Philadelphia, July 27 – With 400 delegates self-disclosing a disability, the Disability Council is growing. Along with Disability Action for Hillary, the Council is energizing Americans with disabilities during the Democratic National Convention.
“Our goal is to get as many people all over the country involved with the campaign,” former California Rep. Tony Coelho said at the first meeting on Monday. “It is important for our community that everyone knows that we are committed, we are involved and we can make a difference in this election.”
According to word searches compiled by The New York Times, the word disability did not even register on the word clouds during the 2012 conventions by either party. But that has changed with the 2016 cycle.
In addition, 400 delegates with disabilities are attending the DNC, which is a 35-percent growth since 2012.
Coelho, who is a board member for RespectAbility, also touted the convention’s accessibility, saying it is “the most accessible convention we have ever had.”
“That’s exciting for our community that the campaign and the DNC are so willing to address our needs and our concerns so we can participate in the convention just like everybody else,” Coelho added.
Former Iowa Sen. Tom Harkin delivered remarks before moderating a panel discussion from disability activists focusing on issues from employment to social media.
“We have found over the years, whenever we do things for more inclusion, when we do things to break down barriers, it’s not only good just for people with disabilities, it’s good for everyone in our society,” Harkin said.
In a preview of the speech he delivered Tuesday, Harkin said we still have ways to go 26 years after the passage of the Americans with Disabilities Act. He called for competitive integrated employment and the support services necessary to do so.
He also called for an end to subminimum wage and the passage of the Disability Integration Act “so that people can live where they want, with whom they want,” both of which Democratic nominee Hillary Clinton supports.
At a follow-up meeting on Wednesday, Coelho said his goal is for disability leaders to be at the table for a potential Clinton transition team. With much conversation focused on next steps, Coelho encouraged all states to create their own disability caucuses to help get out the vote.
According to disability activist Ariella Barker, only nine states have confirmed they have disability caucuses: Arizona, California, Georgia, Michigan, Minnesota, New Jersey, Rhode Island, Utah and Virginia.
Pennsylvania Sen. Bob Casey and Illinois Rep. Tammy Duckworth also visited the meeting, delivering remarks and offering support for the disability community.
“We want people with disabilities in the workplace not just to do well but to make more than the subminimum wage,” Casey said to applause. “We’ve got to make sure that as we are fighting to raise the minimum wage itself that people with disabilities at least, at least make the minimum wage.”

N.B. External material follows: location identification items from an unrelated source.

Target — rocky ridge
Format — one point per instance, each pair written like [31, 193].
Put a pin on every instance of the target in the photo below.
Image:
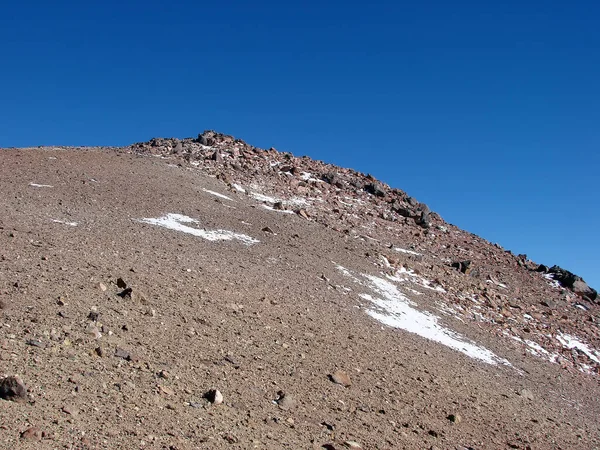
[204, 293]
[502, 291]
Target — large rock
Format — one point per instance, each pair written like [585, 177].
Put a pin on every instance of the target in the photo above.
[570, 281]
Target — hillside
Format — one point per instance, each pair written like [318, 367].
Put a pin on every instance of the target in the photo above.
[327, 309]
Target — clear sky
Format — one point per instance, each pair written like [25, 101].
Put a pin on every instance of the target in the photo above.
[487, 111]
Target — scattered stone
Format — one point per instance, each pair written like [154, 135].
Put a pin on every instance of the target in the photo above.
[214, 396]
[166, 390]
[216, 156]
[92, 330]
[462, 266]
[376, 188]
[120, 353]
[35, 343]
[13, 389]
[94, 314]
[285, 401]
[125, 293]
[70, 410]
[303, 213]
[32, 434]
[455, 418]
[526, 394]
[341, 377]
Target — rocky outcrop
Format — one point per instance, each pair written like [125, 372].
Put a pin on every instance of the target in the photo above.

Duckworth said voter turnout of people with disabilities was lower than the national average in 2012, in part due to the fact that just 27 percent of polling places as of 2008 are accessible.
“We’ve never been a focus and we are this year, with the campaign aggressively pursuing our community and telling our community that they’re with us,” Coelho said following the Monday meeting.
“As individuals with disabilities, we no longer want to take a paternalistic approach to our issues. And we want to get involved, we want to be engaged, and what is happening is that we’ve gotten more progressively involved year by year.”